Souqalmal.com’s CEO Ambareen Musa writes for Entrepreneur.

After working in the glossy world of corporate life, a business professional who goes it alone might at first find the change a shock.

Here are a few of the things nobody thinks to mention until you’ve already set up shop.

1. Being an entrepreneur is lonely.

Because the company is a startup, there’s no HR division, accounts department or administration team. So it’s just you, the company founder, overseeing all these administrative tasks.

And when you’re out on the road meeting potential clients, nothing gets done because you’re not there to do it.

With several key departments missing from your workforce, outsource some of these tasks. These contractors will need to be fully briefed to work to your specifications. That saps time but, without the manpower to get things accomplished in-house, you have no choice.

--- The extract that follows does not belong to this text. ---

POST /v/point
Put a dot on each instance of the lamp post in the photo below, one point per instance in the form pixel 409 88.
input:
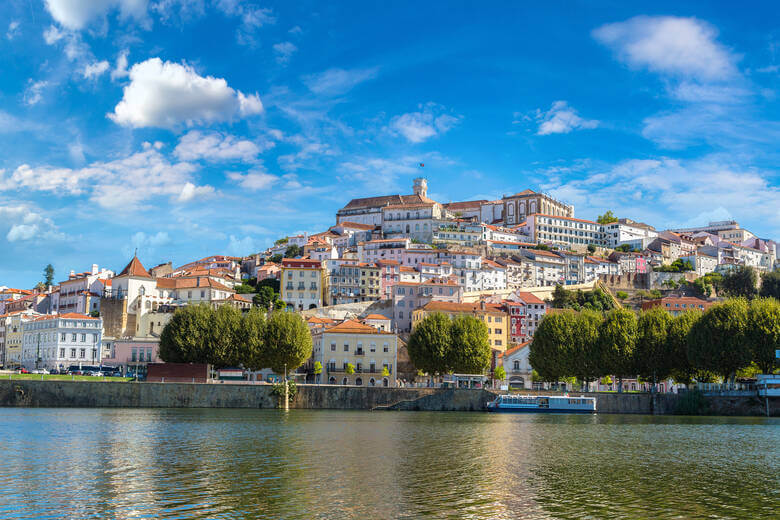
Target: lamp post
pixel 286 391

If you need someone to brainstorm with, find a business partner or hire your first team member.

2. Talent doesn’t queue up.

As passionate as you may be about your enterprise, the person you might try to hire may not be. Top people rarely want to join a company they don’t know for less pay, fewer benefits — and less certainty.

You need to market yourself and your brand. Share your vision and woo potential employees so that they will see the positives of a startup: more responsibility, the opportunity to learn new skills and possibly an equity share.

Once you have an employee on board, keep that person.

It’s crucial for the team to bond, otherwise discontented employees will quit.